Damages Review: "Don't Throw That at the Chicken"
Tom Shayes is dead and someone killed him. But this is why it's been an outstanding season of Damages so far:
That's not even the most fascinating storyline on the show!
Granted, that might have something to do with the fact that Tom has always seemed like a very nice, loyal guy - but has never really been fleshed out enough for us to care a lot about him. But it also has a lot to do with everything else going on.
Even the smaller plot developments are keeping us interested. On "Don't Throw That at the Chicken," we met with Michael for the first time in awhile and came away with nothing but questions: Why is he lying to his mother? Is there an actual agenda here, or does he just like being dishonest to a woman he knows is so manipulative?
That's a constant, fascinating theme of the season: by now, everyone knows about Patty. They understand she's always thinking six moves ahead and is always up to something. It's fun to watch this constant chess match between characters.
The detectives have a strategy when interviewing her; Louis Tobin thinks he can remain cool in the face of interrogation; Ellen believes she's moved beyond Patty's control and has almost turned the tables on her former boss.
We assume, of course, that Patty will come out on top in these high-stakes games, but will she?
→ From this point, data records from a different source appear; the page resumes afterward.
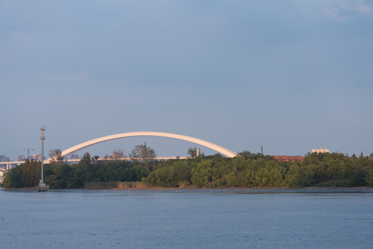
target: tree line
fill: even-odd
[[[139,147],[140,148],[140,147]],[[80,188],[95,182],[142,181],[148,186],[207,188],[373,187],[373,154],[309,154],[302,162],[281,162],[271,156],[243,151],[229,158],[192,153],[185,160],[99,160],[86,153],[78,164],[60,158],[44,165],[51,188]],[[26,160],[5,175],[4,188],[35,186],[41,163]]]

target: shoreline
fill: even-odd
[[[224,188],[203,188],[203,187],[82,187],[76,189],[50,189],[49,190],[153,190],[153,191],[170,191],[170,190],[206,190],[206,191],[221,191],[221,190],[253,190],[253,192],[259,192],[260,190],[287,190],[291,192],[294,190],[296,192],[311,192],[312,190],[316,190],[319,192],[320,190],[328,190],[328,192],[330,191],[340,192],[346,190],[349,192],[356,192],[356,191],[352,192],[351,190],[365,190],[365,192],[373,192],[373,187],[307,187],[303,188],[294,188],[294,187],[224,187]],[[2,189],[0,188],[0,190],[5,191],[36,191],[35,187],[20,187],[16,189]],[[350,190],[350,191],[348,191]]]

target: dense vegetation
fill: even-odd
[[[227,158],[219,154],[167,161],[98,160],[86,153],[73,166],[54,161],[44,167],[51,188],[79,188],[90,183],[142,181],[148,186],[197,187],[373,187],[373,154],[311,154],[302,162],[280,162],[271,156],[244,151]],[[26,160],[8,172],[1,187],[35,186],[40,162]]]

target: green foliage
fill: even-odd
[[[44,165],[44,181],[51,188],[140,181],[165,187],[373,187],[373,160],[363,154],[308,154],[302,162],[276,161],[272,156],[250,151],[239,155],[152,161],[150,166],[139,160],[99,160],[86,153],[73,166],[60,161]],[[39,176],[40,163],[26,160],[5,174],[1,187],[35,186]]]

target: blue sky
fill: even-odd
[[[368,1],[0,0],[0,155],[39,153],[41,124],[46,154],[154,131],[236,152],[369,154],[372,44]],[[87,151],[145,141],[165,156],[193,145]]]

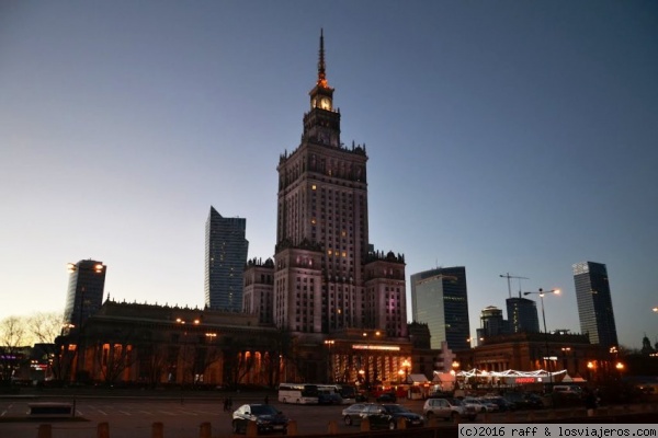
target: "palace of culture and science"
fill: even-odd
[[[60,350],[70,353],[59,358],[58,378],[98,380],[110,362],[125,365],[113,379],[151,384],[273,387],[431,376],[438,351],[430,349],[429,330],[407,324],[404,256],[368,242],[367,155],[365,146],[341,142],[322,34],[317,74],[300,143],[279,160],[274,257],[247,261],[241,310],[223,301],[225,285],[213,274],[235,272],[227,257],[247,247],[245,222],[224,223],[212,208],[205,307],[106,299],[58,338]],[[220,237],[227,230],[232,240]]]
[[[407,323],[405,258],[375,251],[370,243],[367,154],[364,145],[341,142],[341,113],[333,91],[320,34],[317,80],[309,92],[302,139],[292,152],[281,154],[276,168],[274,257],[249,260],[239,273],[240,264],[228,264],[227,258],[245,257],[246,222],[226,221],[211,208],[204,308],[109,298],[101,304],[105,268],[88,262],[103,269],[92,269],[87,277],[72,274],[68,302],[79,303],[80,315],[89,312],[89,297],[83,300],[77,292],[86,287],[79,283],[89,277],[99,285],[94,313],[68,321],[71,324],[56,339],[61,354],[52,367],[55,379],[154,387],[275,387],[285,381],[370,385],[420,377],[429,383],[434,372],[451,367],[454,371],[460,361],[465,369],[536,370],[546,365],[543,358],[560,351],[570,353],[560,356],[560,364],[572,374],[587,372],[588,362],[608,366],[585,335],[518,333],[469,348],[464,268],[442,277],[442,281],[454,277],[454,285],[434,284],[461,303],[458,312],[446,310],[461,325],[443,323],[453,332],[460,330],[450,333],[453,337],[446,334],[439,346],[431,343],[428,321]],[[231,239],[220,237],[226,232]],[[78,270],[87,264],[81,262]],[[215,275],[217,268],[229,273],[230,284],[226,274]]]
[[[279,161],[276,247],[272,290],[259,286],[262,269],[247,272],[246,311],[302,334],[372,328],[407,336],[405,262],[370,251],[367,155],[340,139],[340,112],[325,69],[320,36],[318,79],[309,92],[302,143]],[[265,276],[268,278],[268,276]]]

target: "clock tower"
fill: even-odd
[[[308,94],[310,112],[304,116],[304,138],[338,148],[340,146],[340,113],[333,110],[333,89],[327,81],[325,35],[321,31],[318,80]]]

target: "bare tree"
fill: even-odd
[[[64,316],[59,312],[37,312],[27,319],[27,330],[36,343],[55,343],[63,326]]]
[[[0,322],[0,379],[9,382],[20,365],[21,347],[25,345],[25,324],[19,316]]]

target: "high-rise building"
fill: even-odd
[[[512,333],[538,333],[540,318],[537,303],[527,298],[508,298],[506,300],[509,327]]]
[[[441,267],[411,275],[413,321],[427,323],[432,348],[447,342],[452,350],[468,349],[468,292],[464,266]]]
[[[588,334],[592,344],[617,346],[608,268],[593,262],[576,263],[572,267],[581,333]]]
[[[105,273],[103,262],[86,260],[69,263],[69,284],[64,308],[64,321],[80,327],[103,304]]]
[[[322,34],[309,96],[300,145],[277,166],[274,324],[406,336],[404,256],[368,251],[367,155],[365,146],[341,142]]]
[[[242,274],[249,241],[247,219],[224,218],[211,207],[205,235],[205,306],[209,309],[242,310]]]
[[[502,310],[496,306],[488,306],[480,311],[478,341],[480,337],[498,336],[508,333],[510,333],[509,322],[502,318]]]

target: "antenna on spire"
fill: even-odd
[[[327,73],[325,65],[325,30],[320,27],[320,56],[318,60],[318,87],[329,88],[329,83],[327,83]]]

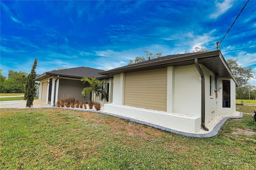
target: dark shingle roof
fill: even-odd
[[[37,80],[41,80],[50,76],[57,75],[66,77],[77,78],[82,78],[84,77],[89,78],[91,77],[100,77],[104,76],[98,74],[99,72],[103,71],[104,70],[92,68],[79,67],[46,72],[38,77],[36,79]]]
[[[186,54],[168,55],[130,65],[100,72],[100,74],[109,77],[122,73],[151,70],[170,66],[179,67],[195,64],[195,59],[198,63],[220,77],[232,78],[236,81],[220,50],[199,52]]]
At some point, the woman will face defeat - and that point appeared to have arrived at the conclusion of the episode.
Then again, we've watched Damages for long enough to spot a likely red herring and to wait before jumping to any conclusions about Patty's involvement in Tom's death.
But the main reason why this has been such an enjoyable season? Two words: The Tobins.
Louis' suicide wasn't hard to see coming... but what's in that envelope? We'd have to assume it's the location of the family's money, which Louis never actually planned to deliver to Patty. He just somehow knew - or planned on having those shady goons ensure? - that Joe would eventually come over.
Campbell Scott has done an outstanding job as this morally grey father, husband and son. We've been shocked and impressed that the show is dedicating so much time to his private life, as the writers are aware that Patty is only as interesting as her nemesis.
After all, there was one significant reason why season one was so much better than season two: Arthur Frobisher.
Joe Tobin is not on his level, but that's because he's a different kind of enemy. He doesn't have an evil agenda, he doesn't even have an agenda at all. But he's a a loyal family man, and that might give him motivation to do... anything.
What did you think of this week's episode?